Last Monday the Stock Markets around the world suddenly panicked. The collective bad economic news that has been appearing for nearly a year now in a drip - drip - drip process has allowed both Wall Street traders and government economic leaders to continually say that, while there are some difficulties in the economy (sub prime mortgage crisis, sharply increasing home foreclosures, general credit crisis world wide, increase in the unemployment rate in December, etc.) the American economy is both resilient and powerful, and all this bad news will soon go away. Finally a few stockholders decided that it wasn't going away, so they sold stocks, and the rest of the markets took notice. A lot of wealth disappeared in the stock market sell off.
The growing evidence that the economy isn't doing well for an awful lot of average people did not get the attention of either the federal reserve or the Bush administration, but the disappearance of a lot of wealth on the stock market got their attention. That's why the Fed took the unusual action of dropping the interest rate a large three quarters of one percent in an unscheduled meeting. Then Wednesday the New York Times published an article that questioned whether the economy has really been working well at all.

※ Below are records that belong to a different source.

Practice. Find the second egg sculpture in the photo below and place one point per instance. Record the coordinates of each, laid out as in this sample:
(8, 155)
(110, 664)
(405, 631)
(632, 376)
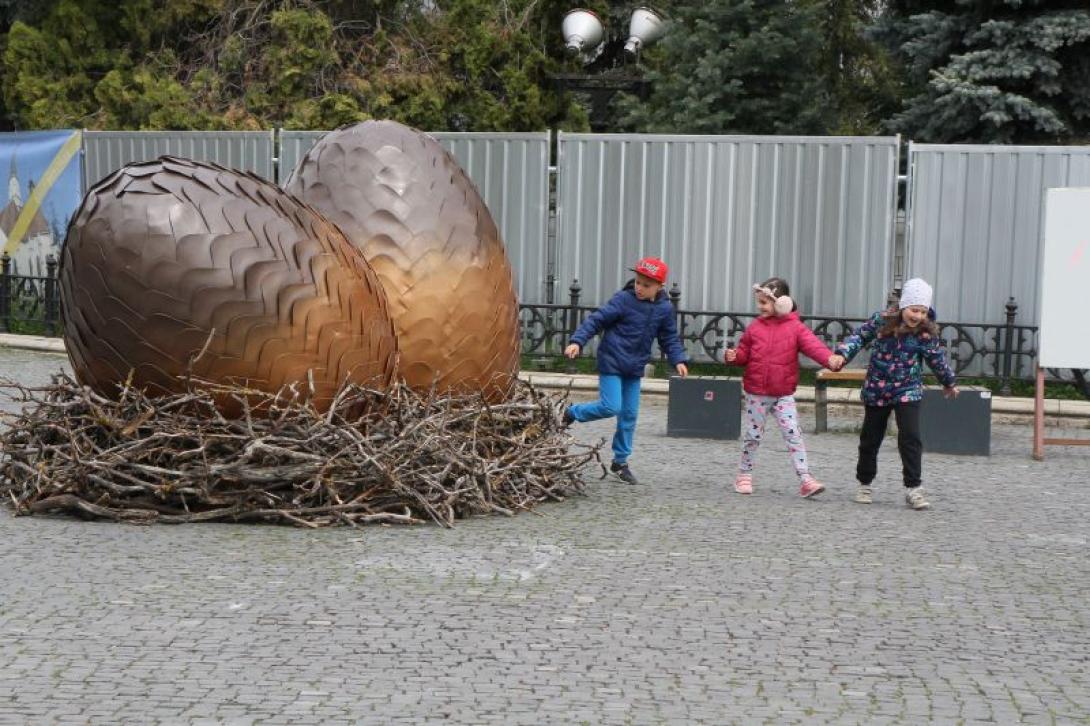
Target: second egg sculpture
(404, 203)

The recent financial turmoil has many causes, but they are tied to a basic fear that some of the economic successes of the last generation may yet turn out to be a mirage. That helps explain why problems in the American subprime mortgage market could have spread so quickly through the world’s financial system. On Tuesday, Mr. Bernanke, who is now the Fed chairman, presided over the steepest one-day interest rate cut in the central bank’s history.So the short story version is that the last two bubbles have made the economy seem to be protected from Recession, but both of those bubbles were created by excessively low interest rates as the federal Reserve under Alan Greenspan tried to manipulate the economy for largely political reasons. Those artificial manipulations have reached an end, so that the consumers can no longer support continued economic growth the way they have been for nearly two decades.
The great moderation now seems to have depended — in part — on a huge speculative bubble, first in stocks and then real estate, that hid the economy’s rough edges. Everyone from first-time home buyers to Wall Street chief executives made bets they did not fully understand, and then spent money as if those bets couldn’t go bad. For the past 16 years, American consumers have increased their overall spending every single quarter, which is almost twice as long as any previous streak.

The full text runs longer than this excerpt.